We can represent the collapse of an object (e.g. a star) by a Penrose causal diagram looking like:
The trouble is that I now have to explain what a Penrose diagram is, but that would be a long article in itself. The vertical axis is a timelike coordinate and horizontal distance away from the vertical dashed line is sort of radial distance. One of the key points about these diagrams is that light rays always travel at 45º. You'll see why this matters in a moment.
The green line shows the surface of the collapsing object, and the red line shows the singularity. You might be a bit puzzled that the singularity is a line not as point, but remember that this is a spacetime diagram so every point in space traces out a line as it moves through time.
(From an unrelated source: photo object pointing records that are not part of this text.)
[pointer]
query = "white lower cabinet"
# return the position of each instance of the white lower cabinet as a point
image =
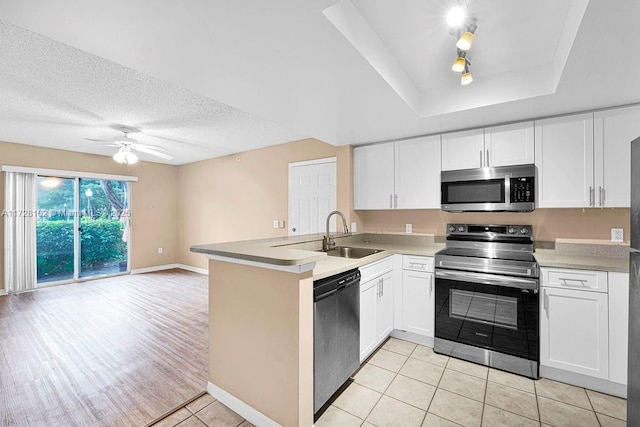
(376, 305)
(574, 331)
(575, 326)
(618, 326)
(418, 296)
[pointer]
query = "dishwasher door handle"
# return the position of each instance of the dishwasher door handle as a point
(327, 294)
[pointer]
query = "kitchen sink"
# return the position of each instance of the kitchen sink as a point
(349, 252)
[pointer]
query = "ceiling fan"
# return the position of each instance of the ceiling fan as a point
(127, 145)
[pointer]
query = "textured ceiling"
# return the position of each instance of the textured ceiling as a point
(55, 95)
(70, 69)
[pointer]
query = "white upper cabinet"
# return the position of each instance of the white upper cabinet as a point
(417, 177)
(613, 132)
(373, 175)
(397, 175)
(564, 158)
(463, 150)
(495, 146)
(509, 145)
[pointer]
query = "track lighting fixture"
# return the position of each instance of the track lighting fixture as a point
(460, 63)
(458, 18)
(466, 76)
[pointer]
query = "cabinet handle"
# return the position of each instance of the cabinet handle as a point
(545, 302)
(583, 282)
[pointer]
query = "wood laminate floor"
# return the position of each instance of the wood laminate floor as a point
(115, 352)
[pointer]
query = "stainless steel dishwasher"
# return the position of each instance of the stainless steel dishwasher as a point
(336, 333)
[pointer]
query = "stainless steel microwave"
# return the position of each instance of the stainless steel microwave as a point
(498, 189)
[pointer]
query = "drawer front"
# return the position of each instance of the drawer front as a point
(375, 269)
(418, 263)
(585, 280)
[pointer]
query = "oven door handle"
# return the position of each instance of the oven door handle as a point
(488, 279)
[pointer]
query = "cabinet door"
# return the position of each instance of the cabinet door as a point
(613, 132)
(564, 157)
(373, 170)
(574, 331)
(384, 314)
(368, 308)
(618, 326)
(509, 145)
(417, 302)
(463, 150)
(417, 173)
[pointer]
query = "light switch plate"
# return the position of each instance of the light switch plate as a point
(617, 235)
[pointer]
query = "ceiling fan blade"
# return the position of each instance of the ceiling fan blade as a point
(93, 145)
(153, 152)
(178, 141)
(150, 147)
(99, 140)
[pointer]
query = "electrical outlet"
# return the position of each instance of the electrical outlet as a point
(617, 235)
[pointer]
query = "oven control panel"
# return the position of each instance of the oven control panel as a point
(504, 230)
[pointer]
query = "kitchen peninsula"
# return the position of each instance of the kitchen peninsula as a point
(261, 318)
(261, 312)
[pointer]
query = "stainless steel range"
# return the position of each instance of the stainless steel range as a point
(487, 297)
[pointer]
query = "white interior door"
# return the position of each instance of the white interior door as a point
(312, 195)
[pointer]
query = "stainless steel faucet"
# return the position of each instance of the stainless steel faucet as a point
(327, 241)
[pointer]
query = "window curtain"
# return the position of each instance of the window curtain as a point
(20, 231)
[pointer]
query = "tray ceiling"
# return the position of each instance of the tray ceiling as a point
(208, 78)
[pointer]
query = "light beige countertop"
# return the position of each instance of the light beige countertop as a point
(290, 251)
(551, 258)
(585, 255)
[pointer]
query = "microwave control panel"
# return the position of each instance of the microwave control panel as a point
(522, 190)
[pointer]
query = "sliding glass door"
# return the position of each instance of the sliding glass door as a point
(82, 229)
(55, 229)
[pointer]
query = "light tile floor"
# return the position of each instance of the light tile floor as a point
(204, 411)
(404, 384)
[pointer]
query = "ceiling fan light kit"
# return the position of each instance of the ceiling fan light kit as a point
(125, 156)
(465, 34)
(127, 145)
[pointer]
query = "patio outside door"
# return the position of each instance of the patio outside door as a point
(82, 228)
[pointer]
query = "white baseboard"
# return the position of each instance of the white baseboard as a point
(154, 268)
(413, 337)
(194, 269)
(247, 412)
(585, 381)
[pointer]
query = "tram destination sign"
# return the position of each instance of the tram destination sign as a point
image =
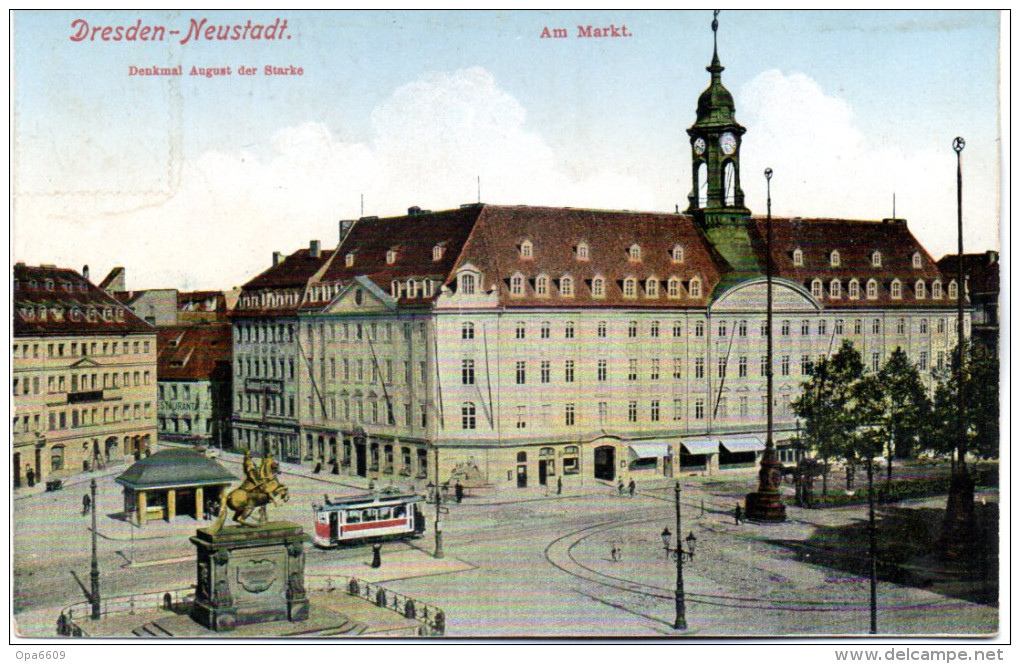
(264, 386)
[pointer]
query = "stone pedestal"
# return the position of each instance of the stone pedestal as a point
(250, 574)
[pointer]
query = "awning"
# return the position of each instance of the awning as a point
(701, 446)
(742, 445)
(649, 450)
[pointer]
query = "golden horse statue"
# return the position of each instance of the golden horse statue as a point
(259, 488)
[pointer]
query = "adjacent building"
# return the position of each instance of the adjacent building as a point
(84, 378)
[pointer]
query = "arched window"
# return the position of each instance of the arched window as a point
(729, 184)
(467, 415)
(566, 286)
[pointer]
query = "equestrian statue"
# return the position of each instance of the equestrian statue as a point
(260, 487)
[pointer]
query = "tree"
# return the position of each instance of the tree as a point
(825, 405)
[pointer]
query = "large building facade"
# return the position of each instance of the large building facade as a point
(84, 378)
(531, 345)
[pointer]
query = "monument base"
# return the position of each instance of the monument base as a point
(250, 574)
(765, 507)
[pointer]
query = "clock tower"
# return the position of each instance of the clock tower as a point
(716, 198)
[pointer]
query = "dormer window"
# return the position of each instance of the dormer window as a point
(566, 286)
(525, 250)
(517, 286)
(695, 288)
(542, 286)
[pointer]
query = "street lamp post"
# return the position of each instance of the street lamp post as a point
(679, 555)
(94, 598)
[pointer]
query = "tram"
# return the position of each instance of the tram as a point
(365, 517)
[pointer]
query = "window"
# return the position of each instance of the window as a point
(467, 415)
(516, 286)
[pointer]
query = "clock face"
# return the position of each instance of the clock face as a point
(727, 142)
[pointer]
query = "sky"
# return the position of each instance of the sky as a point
(193, 182)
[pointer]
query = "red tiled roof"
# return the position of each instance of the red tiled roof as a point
(495, 248)
(72, 305)
(194, 352)
(856, 241)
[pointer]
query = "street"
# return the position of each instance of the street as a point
(538, 567)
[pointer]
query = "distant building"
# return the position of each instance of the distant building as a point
(194, 374)
(84, 376)
(981, 275)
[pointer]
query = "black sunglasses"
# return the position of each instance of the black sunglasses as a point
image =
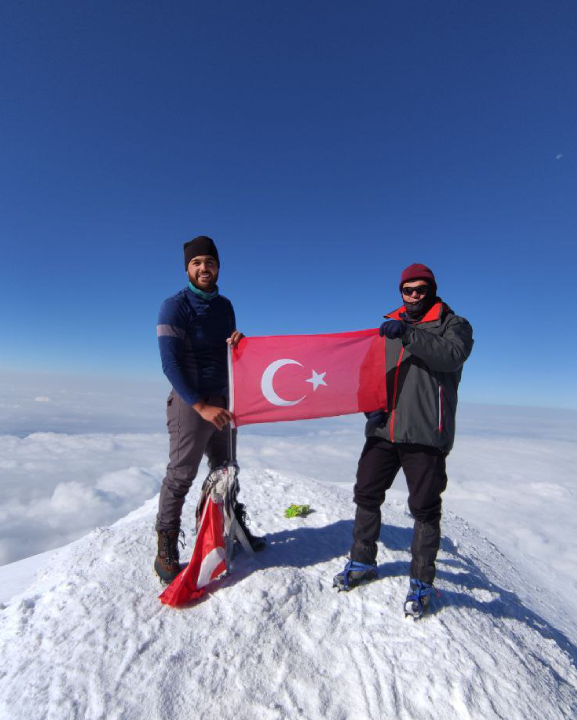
(420, 290)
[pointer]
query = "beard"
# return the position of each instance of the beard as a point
(206, 288)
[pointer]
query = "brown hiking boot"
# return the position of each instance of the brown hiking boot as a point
(166, 564)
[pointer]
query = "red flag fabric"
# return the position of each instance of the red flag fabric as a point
(299, 377)
(207, 561)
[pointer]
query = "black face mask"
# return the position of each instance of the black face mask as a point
(417, 311)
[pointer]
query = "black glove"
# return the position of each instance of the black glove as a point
(393, 329)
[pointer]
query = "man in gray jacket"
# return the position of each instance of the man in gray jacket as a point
(426, 347)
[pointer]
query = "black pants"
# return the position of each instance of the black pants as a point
(424, 468)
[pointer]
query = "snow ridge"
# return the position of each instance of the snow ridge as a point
(89, 639)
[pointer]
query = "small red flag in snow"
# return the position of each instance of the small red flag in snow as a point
(299, 377)
(207, 561)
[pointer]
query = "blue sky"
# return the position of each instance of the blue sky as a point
(324, 146)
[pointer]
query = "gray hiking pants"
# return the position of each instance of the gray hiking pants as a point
(190, 438)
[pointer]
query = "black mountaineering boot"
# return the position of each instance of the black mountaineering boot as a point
(256, 542)
(166, 564)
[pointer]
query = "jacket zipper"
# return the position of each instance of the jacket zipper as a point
(391, 426)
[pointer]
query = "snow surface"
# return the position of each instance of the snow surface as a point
(89, 638)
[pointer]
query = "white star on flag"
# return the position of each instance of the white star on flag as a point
(317, 379)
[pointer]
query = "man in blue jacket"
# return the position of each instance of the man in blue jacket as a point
(194, 327)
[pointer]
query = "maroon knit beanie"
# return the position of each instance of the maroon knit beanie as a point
(416, 271)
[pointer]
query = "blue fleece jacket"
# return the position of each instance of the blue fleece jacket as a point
(192, 332)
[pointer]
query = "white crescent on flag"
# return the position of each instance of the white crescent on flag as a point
(209, 564)
(266, 383)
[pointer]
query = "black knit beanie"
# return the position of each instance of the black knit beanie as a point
(201, 245)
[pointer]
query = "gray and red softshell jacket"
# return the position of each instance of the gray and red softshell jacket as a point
(423, 374)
If we consider a light ray emitted from the surface of the star, then that light ray will travel at 45º from lower left to upper right, like the blue arrow I've drawn. It should be obvious that every light ray emitted after the blue arrow must hit the singularity, so the blue arrow shows the time at which the event horizon forms. It should also also be obvious that this happens before the singularity forms.
So the answer to your question is that yes the horizon does form before the singularity forms.
But ...
The vertical axis is not time as you and I understand it. It's actually the timelike coordinate $v$ from the Kruskal-Szekeres coordinates that has been further transformed to map the infinite time axis onto a finite line. The mapping preserves causality, so something at later "time" cannot cause something at an earlier "time". Thus we can confidently state that the singularity forms "after" the horizon. But this does not correspond in any useful way to times you might measure with your clock. In fact according your clock neither the horizon nor the singularity will ever form i.e. both would require an infinite time to form.